Categories: Founder's Blog


Sam Bayer


Knowing when to customize SAP

When should you customize SAP® core functionality?

Almost never, according to this blog post by Lawrence Matusek of our partner eLogic Group entitled “GO NATIVE! Mind the Gap!”.

That’s sage advice for SAP® shops who want to keep their implementation costs, and upgrade paths, as clean and simple as possible.  But every so often, you come across a blue moon that forces your hand.  Today’s post is written by Corevist’s Nathan Leach and describes an experience he had in the eleventh hour of our implementation of Bell and Howell’s new SAP® Integrated Parts and Supplies eCommerce website.

In his “Go Native!” post, Lawrence offers three simple rules of thumb he uses to evaluate custom enhancements to native functionality:

  1. “How many lines of code and how many lines of comments?”
  2. “How many database queries versus API calls?”
  3. “Does it stay “between the lines”?

I used Lawrence’s rules of thumb to evaluate Nathan’s customization effort and was real happy to see that he passed with flying colors.  His answers to the above questions are:

  1. <20
  2. 0 database calls
  3. Absolutely

I’ll let Nathan’s tell you the story.


The 11th hour isn’t the time to uncover show-stopping issues with your new SAP®-integrated, B2B, web portal implementation…or any implementation, for that matter. Unfortunately, it does happen, even in the very successful, Corevist, agile, project methodology.

Recently, one of our clients uncovered such a problem based on a seldom-used scenario.

A few of their customers have contracts in place that set a discount amount for particular items. These contracts typically indicate 100% discounts for this customer and material combination, because the customer has paid in advance for certain maintenance items. This was NOT the usual “create with reference” scenario that most SAP® users are familiar with, but an automated determination of contract pricing based on customer, material, and contract validity dates.  While SAP®’s sales document create transaction (VA01) handled this scenario properly, the SAP®-standard function module, that handles order creation behind the scenes for system integration like ours, didn’t.  We were surprised, because our integration very closely mirrors the interaction that an online user takes with SAP® and rarely has these sorts of problems.

After spending some time searching for the usual culprits…web application configuration, parameter values in the Remote Function Call (RFC), or customer-specific enhancements done as part of the project, and searching for notes in SAP® Service…still no luck. The next step was searching SAP® Service for any notes related to the topic and then debugging the SAP® transaction itself. As anyone who has spent time doing it can attest, debugging SAP® transaction code can be a tedious, time-consuming, and often fruitless adventure. In this case, we weren’t able to locate the offending code.
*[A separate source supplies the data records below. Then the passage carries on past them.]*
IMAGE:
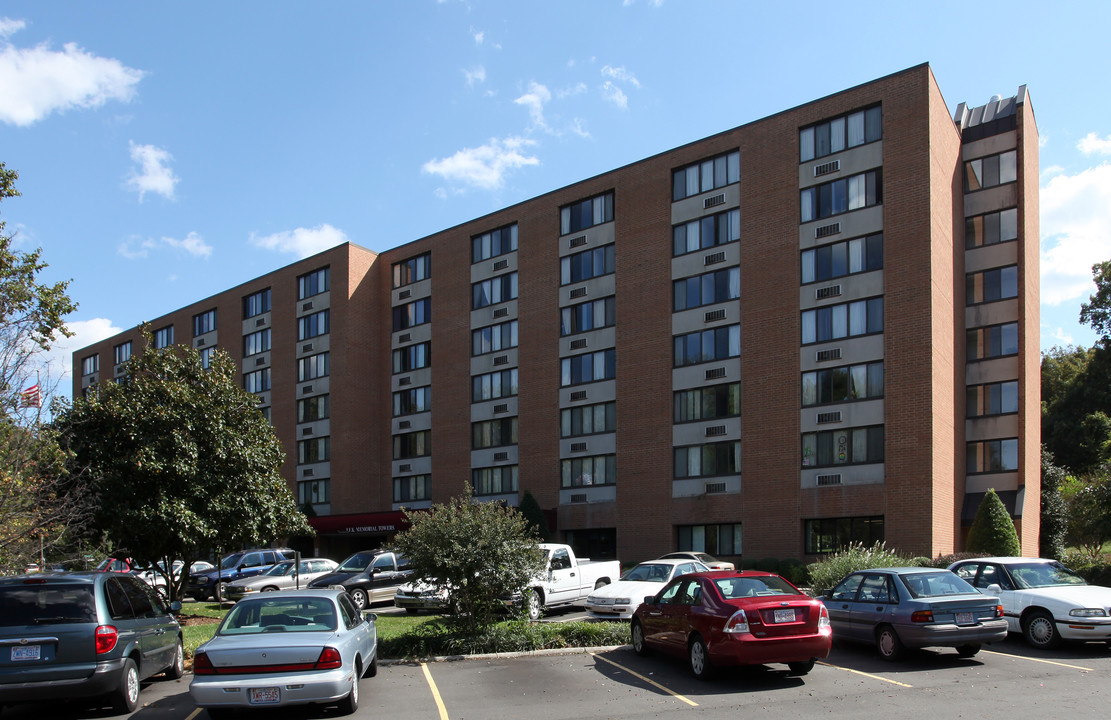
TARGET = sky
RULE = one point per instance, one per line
(168, 151)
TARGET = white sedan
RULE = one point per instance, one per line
(619, 599)
(1042, 599)
(287, 648)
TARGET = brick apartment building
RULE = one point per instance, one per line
(816, 328)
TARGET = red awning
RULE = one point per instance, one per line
(361, 523)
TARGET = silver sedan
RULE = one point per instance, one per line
(287, 648)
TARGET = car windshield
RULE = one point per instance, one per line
(649, 572)
(1043, 575)
(754, 587)
(280, 615)
(358, 562)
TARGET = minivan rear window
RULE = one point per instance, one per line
(29, 605)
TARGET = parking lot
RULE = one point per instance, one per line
(1006, 680)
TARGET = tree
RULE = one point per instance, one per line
(992, 530)
(182, 459)
(40, 507)
(482, 552)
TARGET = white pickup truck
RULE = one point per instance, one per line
(568, 580)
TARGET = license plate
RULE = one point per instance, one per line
(263, 696)
(26, 652)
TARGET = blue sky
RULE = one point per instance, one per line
(168, 151)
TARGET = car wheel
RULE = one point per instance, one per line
(1040, 630)
(126, 697)
(638, 639)
(699, 658)
(801, 668)
(888, 643)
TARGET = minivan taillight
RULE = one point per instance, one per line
(106, 639)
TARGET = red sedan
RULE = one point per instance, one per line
(726, 618)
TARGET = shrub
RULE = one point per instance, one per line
(829, 571)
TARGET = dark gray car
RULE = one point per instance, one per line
(84, 635)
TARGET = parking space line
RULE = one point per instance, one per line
(1014, 657)
(436, 691)
(867, 675)
(651, 682)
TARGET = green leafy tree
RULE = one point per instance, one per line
(482, 552)
(992, 530)
(182, 459)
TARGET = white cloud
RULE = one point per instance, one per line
(1094, 145)
(1076, 229)
(153, 173)
(38, 80)
(483, 167)
(302, 241)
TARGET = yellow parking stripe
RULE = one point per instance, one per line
(436, 692)
(651, 682)
(867, 675)
(1060, 665)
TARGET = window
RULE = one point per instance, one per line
(412, 400)
(706, 232)
(163, 338)
(412, 270)
(830, 535)
(588, 316)
(582, 472)
(707, 289)
(716, 539)
(90, 365)
(493, 338)
(588, 420)
(991, 228)
(993, 398)
(708, 460)
(989, 286)
(586, 213)
(991, 171)
(493, 243)
(412, 488)
(258, 381)
(840, 259)
(314, 450)
(841, 385)
(312, 283)
(256, 342)
(843, 446)
(312, 409)
(312, 367)
(708, 403)
(312, 326)
(839, 133)
(992, 456)
(844, 320)
(412, 313)
(493, 386)
(843, 195)
(412, 445)
(494, 480)
(706, 176)
(411, 358)
(586, 265)
(493, 433)
(313, 491)
(257, 303)
(708, 346)
(588, 368)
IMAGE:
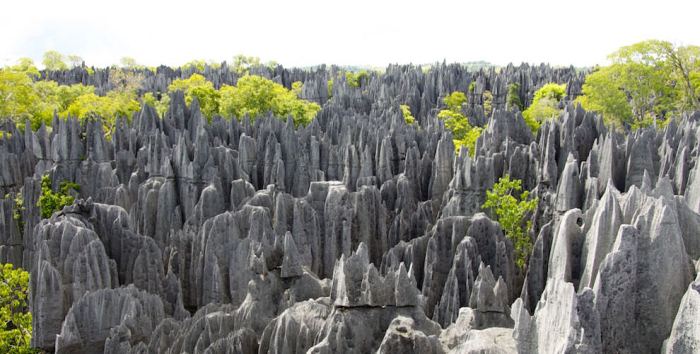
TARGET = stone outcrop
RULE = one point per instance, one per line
(358, 232)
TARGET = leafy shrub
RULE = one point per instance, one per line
(463, 133)
(488, 103)
(356, 79)
(15, 318)
(511, 208)
(407, 116)
(545, 105)
(255, 95)
(50, 201)
(513, 97)
(198, 86)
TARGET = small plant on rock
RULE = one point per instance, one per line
(511, 208)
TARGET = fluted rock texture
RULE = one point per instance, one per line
(357, 233)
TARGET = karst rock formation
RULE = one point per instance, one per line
(359, 232)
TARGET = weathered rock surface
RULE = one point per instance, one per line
(357, 233)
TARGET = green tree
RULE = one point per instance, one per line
(602, 93)
(646, 83)
(18, 99)
(463, 133)
(255, 95)
(511, 208)
(161, 105)
(75, 60)
(54, 61)
(49, 201)
(407, 116)
(513, 97)
(676, 64)
(488, 103)
(26, 65)
(455, 100)
(545, 105)
(243, 63)
(15, 318)
(356, 79)
(195, 65)
(198, 86)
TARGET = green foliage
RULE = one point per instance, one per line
(18, 99)
(463, 133)
(330, 88)
(15, 318)
(49, 201)
(74, 60)
(356, 79)
(129, 63)
(488, 102)
(513, 97)
(646, 83)
(54, 60)
(545, 105)
(455, 100)
(195, 65)
(161, 105)
(469, 140)
(26, 65)
(198, 86)
(22, 98)
(511, 208)
(407, 116)
(242, 64)
(255, 95)
(17, 209)
(602, 94)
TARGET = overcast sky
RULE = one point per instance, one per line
(359, 32)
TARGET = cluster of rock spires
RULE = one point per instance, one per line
(358, 233)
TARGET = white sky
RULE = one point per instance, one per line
(360, 32)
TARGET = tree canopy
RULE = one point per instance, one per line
(463, 133)
(646, 83)
(546, 104)
(511, 206)
(15, 318)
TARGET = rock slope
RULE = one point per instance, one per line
(358, 233)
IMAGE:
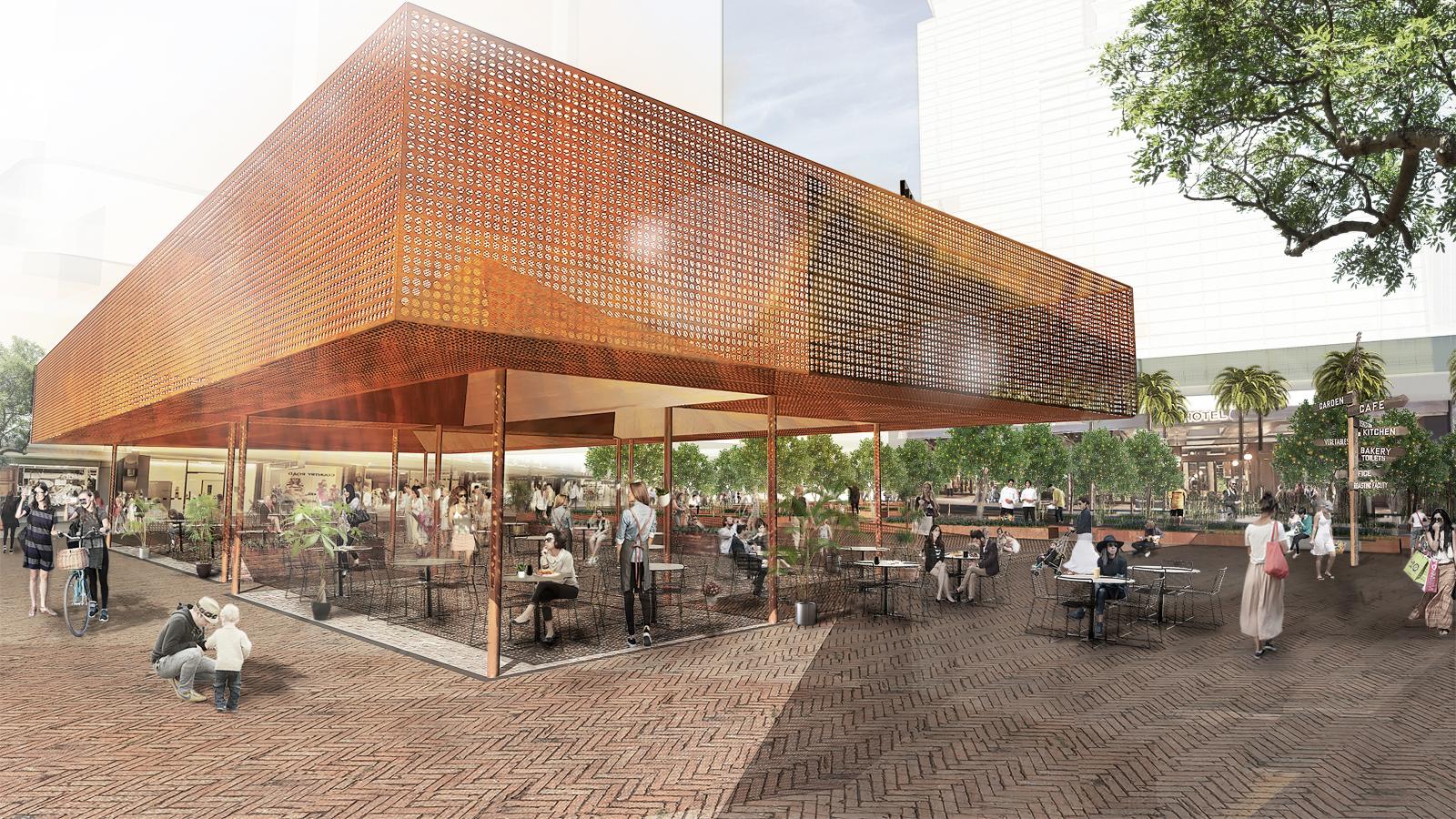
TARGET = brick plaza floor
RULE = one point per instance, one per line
(961, 714)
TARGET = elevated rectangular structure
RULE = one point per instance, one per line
(449, 203)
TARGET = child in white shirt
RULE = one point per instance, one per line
(232, 647)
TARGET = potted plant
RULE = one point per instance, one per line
(711, 592)
(201, 515)
(317, 526)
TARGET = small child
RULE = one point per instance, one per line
(233, 647)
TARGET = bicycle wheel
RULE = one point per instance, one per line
(75, 589)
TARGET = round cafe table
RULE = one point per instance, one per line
(1165, 571)
(1092, 583)
(885, 581)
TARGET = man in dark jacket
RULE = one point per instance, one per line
(178, 653)
(986, 566)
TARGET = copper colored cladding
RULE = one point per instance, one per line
(449, 203)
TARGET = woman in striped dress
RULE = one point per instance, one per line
(38, 555)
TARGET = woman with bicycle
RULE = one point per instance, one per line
(40, 518)
(92, 525)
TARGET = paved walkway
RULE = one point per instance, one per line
(957, 716)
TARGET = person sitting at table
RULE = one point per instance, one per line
(1152, 538)
(935, 564)
(1084, 554)
(1006, 544)
(986, 566)
(597, 533)
(560, 562)
(747, 557)
(725, 535)
(1111, 564)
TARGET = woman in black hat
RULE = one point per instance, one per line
(1110, 564)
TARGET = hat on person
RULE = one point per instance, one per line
(208, 608)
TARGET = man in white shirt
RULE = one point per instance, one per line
(1009, 500)
(1028, 503)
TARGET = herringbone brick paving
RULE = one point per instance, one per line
(958, 714)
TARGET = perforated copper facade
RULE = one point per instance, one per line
(449, 203)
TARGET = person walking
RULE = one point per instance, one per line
(1261, 615)
(40, 518)
(232, 647)
(91, 516)
(1441, 547)
(635, 570)
(1322, 545)
(9, 515)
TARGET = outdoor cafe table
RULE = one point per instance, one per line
(427, 562)
(531, 579)
(885, 579)
(1165, 571)
(1092, 583)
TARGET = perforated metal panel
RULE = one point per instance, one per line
(450, 203)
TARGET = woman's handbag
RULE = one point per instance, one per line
(1274, 562)
(1417, 567)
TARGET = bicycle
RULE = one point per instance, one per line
(75, 593)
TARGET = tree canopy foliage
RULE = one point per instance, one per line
(1332, 118)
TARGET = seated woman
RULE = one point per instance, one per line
(1111, 564)
(560, 562)
(597, 533)
(935, 564)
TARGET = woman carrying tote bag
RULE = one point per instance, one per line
(1261, 615)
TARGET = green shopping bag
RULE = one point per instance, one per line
(1417, 567)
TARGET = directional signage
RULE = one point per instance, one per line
(1383, 431)
(1378, 405)
(1380, 452)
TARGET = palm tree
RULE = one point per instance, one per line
(1351, 370)
(1271, 395)
(1239, 390)
(1161, 399)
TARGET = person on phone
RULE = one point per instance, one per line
(635, 562)
(562, 569)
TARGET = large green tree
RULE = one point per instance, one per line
(1423, 470)
(1354, 370)
(1047, 457)
(1300, 455)
(1154, 465)
(1332, 118)
(1161, 399)
(18, 363)
(1099, 465)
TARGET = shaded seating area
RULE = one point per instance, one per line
(526, 257)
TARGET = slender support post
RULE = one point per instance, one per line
(393, 490)
(880, 525)
(616, 496)
(225, 509)
(240, 504)
(492, 612)
(667, 484)
(771, 509)
(1353, 452)
(437, 503)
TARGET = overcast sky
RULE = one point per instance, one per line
(834, 80)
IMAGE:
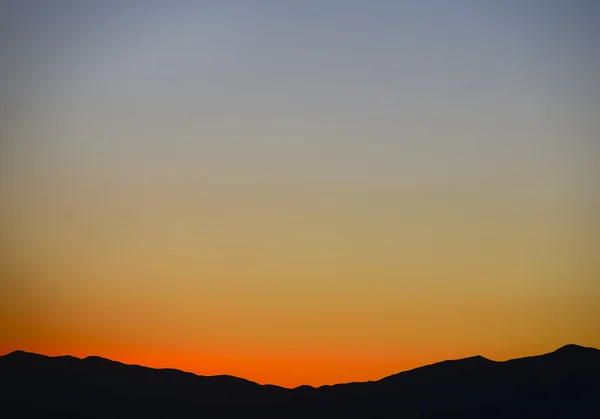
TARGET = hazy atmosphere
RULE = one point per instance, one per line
(299, 192)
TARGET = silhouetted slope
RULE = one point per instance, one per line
(564, 383)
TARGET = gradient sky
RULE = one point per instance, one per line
(302, 192)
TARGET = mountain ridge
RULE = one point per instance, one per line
(563, 383)
(571, 347)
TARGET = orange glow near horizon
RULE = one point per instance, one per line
(314, 193)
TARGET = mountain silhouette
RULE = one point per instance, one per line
(561, 384)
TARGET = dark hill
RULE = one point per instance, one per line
(562, 384)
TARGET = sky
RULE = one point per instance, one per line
(299, 192)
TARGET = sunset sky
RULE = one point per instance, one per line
(299, 192)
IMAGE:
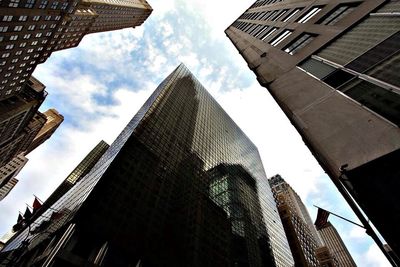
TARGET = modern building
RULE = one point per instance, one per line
(182, 185)
(335, 245)
(53, 121)
(303, 238)
(31, 30)
(21, 121)
(76, 175)
(332, 66)
(8, 174)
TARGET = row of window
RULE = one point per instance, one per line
(42, 5)
(264, 3)
(264, 32)
(330, 19)
(9, 18)
(385, 102)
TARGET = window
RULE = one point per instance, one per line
(299, 43)
(18, 28)
(282, 36)
(13, 3)
(291, 14)
(54, 5)
(29, 3)
(43, 4)
(7, 18)
(280, 14)
(337, 14)
(309, 14)
(268, 33)
(22, 18)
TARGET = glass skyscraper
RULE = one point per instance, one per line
(333, 68)
(182, 185)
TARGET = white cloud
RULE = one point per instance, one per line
(146, 55)
(373, 257)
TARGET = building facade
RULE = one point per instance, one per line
(8, 174)
(53, 121)
(303, 238)
(31, 30)
(181, 185)
(21, 122)
(77, 174)
(332, 66)
(336, 246)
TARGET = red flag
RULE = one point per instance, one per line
(322, 218)
(56, 215)
(36, 205)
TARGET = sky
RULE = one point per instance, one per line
(102, 83)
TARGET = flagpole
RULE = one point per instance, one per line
(343, 218)
(38, 198)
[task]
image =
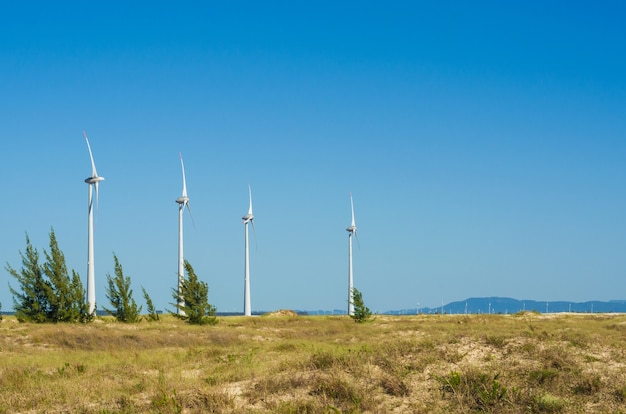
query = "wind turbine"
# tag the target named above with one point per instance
(183, 201)
(248, 218)
(351, 231)
(91, 278)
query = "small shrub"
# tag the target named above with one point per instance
(542, 376)
(549, 403)
(587, 386)
(478, 391)
(497, 341)
(394, 386)
(361, 312)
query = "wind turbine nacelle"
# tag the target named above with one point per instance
(94, 180)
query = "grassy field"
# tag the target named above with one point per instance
(319, 364)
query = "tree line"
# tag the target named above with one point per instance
(47, 292)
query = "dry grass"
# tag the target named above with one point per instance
(322, 364)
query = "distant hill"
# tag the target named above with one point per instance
(509, 305)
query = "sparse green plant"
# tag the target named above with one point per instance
(476, 390)
(193, 300)
(31, 302)
(548, 403)
(66, 296)
(120, 295)
(152, 313)
(361, 312)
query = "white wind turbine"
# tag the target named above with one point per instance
(91, 278)
(351, 231)
(183, 201)
(248, 218)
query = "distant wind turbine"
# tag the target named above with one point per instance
(183, 201)
(91, 278)
(351, 232)
(248, 218)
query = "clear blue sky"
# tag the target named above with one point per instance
(484, 143)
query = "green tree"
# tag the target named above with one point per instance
(361, 312)
(193, 300)
(66, 295)
(152, 313)
(120, 295)
(31, 303)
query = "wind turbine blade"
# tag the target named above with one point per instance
(93, 164)
(352, 205)
(256, 243)
(190, 215)
(250, 208)
(184, 180)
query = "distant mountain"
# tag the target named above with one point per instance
(509, 305)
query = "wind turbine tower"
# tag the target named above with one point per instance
(351, 232)
(183, 201)
(91, 277)
(248, 218)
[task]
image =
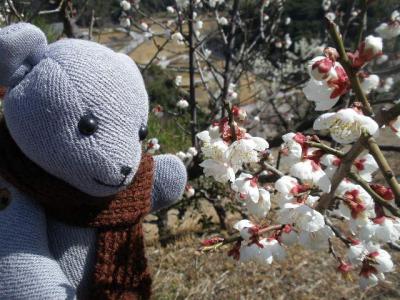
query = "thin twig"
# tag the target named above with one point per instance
(378, 199)
(384, 167)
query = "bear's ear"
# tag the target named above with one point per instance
(22, 46)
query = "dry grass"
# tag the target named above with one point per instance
(179, 272)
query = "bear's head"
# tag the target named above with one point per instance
(76, 108)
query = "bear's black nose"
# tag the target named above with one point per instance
(125, 170)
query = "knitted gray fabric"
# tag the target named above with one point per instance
(51, 87)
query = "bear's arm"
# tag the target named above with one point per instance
(27, 268)
(169, 181)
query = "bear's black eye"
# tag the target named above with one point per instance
(88, 125)
(143, 132)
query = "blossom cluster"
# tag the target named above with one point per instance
(233, 156)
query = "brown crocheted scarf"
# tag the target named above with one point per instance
(121, 266)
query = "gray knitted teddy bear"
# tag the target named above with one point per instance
(79, 111)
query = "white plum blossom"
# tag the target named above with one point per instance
(144, 26)
(331, 163)
(304, 217)
(125, 22)
(247, 187)
(125, 5)
(370, 83)
(391, 29)
(181, 155)
(373, 44)
(207, 53)
(317, 240)
(199, 25)
(287, 185)
(260, 208)
(182, 104)
(289, 236)
(245, 228)
(246, 150)
(382, 59)
(178, 38)
(356, 204)
(346, 125)
(289, 189)
(220, 171)
(292, 148)
(153, 146)
(365, 166)
(192, 151)
(330, 16)
(321, 68)
(311, 173)
(320, 93)
(251, 252)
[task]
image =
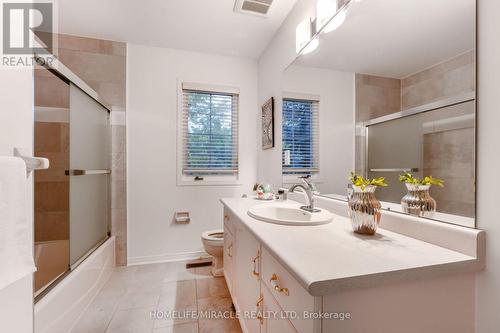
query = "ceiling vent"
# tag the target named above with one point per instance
(255, 7)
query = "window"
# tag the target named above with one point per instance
(300, 137)
(209, 133)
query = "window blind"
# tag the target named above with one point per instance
(210, 132)
(300, 136)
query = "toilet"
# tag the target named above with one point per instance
(213, 242)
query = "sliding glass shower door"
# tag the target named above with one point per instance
(89, 174)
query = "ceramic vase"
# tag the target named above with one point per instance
(364, 210)
(418, 201)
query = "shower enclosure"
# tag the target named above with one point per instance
(72, 196)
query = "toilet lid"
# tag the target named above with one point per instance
(213, 235)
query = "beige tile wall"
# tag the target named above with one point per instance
(102, 65)
(376, 96)
(52, 186)
(449, 155)
(450, 78)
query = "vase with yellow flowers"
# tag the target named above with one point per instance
(418, 200)
(364, 208)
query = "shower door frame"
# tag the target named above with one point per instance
(66, 75)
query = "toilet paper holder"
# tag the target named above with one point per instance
(182, 217)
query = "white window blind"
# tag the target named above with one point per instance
(210, 132)
(300, 136)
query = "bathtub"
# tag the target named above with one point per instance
(51, 261)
So, we pulled together a meeting of the most-relevant functional and technical resources at Corevist and our client. Walking through the transaction, debugging into the depths of SAP®, and running various scenarios eventually turned up the culprit.  SAP® had specifically disabled this piece of functionality when called via a function module.

Since our application integration relies on RFC to work, we were shut down.

As we frequently tell people who ask “why” SAP® does certain things…we have no idea. All we can tell you is what they are doing and how. Then, we can tell you how to change it or work around it. In this case, allowing the feature to work during our RFC required a registered modification of SAP® code, something that we go to great lengths to avoid. The enhanced code only allows SAP®’s exclusion of the feature if the current user is not the pre-configured value representing our system calls.  (See code snippet in attached image.)

However, in this case the benefits, a B2B, web portal with real-time SAP® integration, outweighed the complications introduced by modifying SAP® standard code. Since the modification is within an SAP® enhancement spot, future upgrades should be relatively painless. So, aside from a reasonable investment in regression testing, our client should have smooth, e-commerce sailing ahead.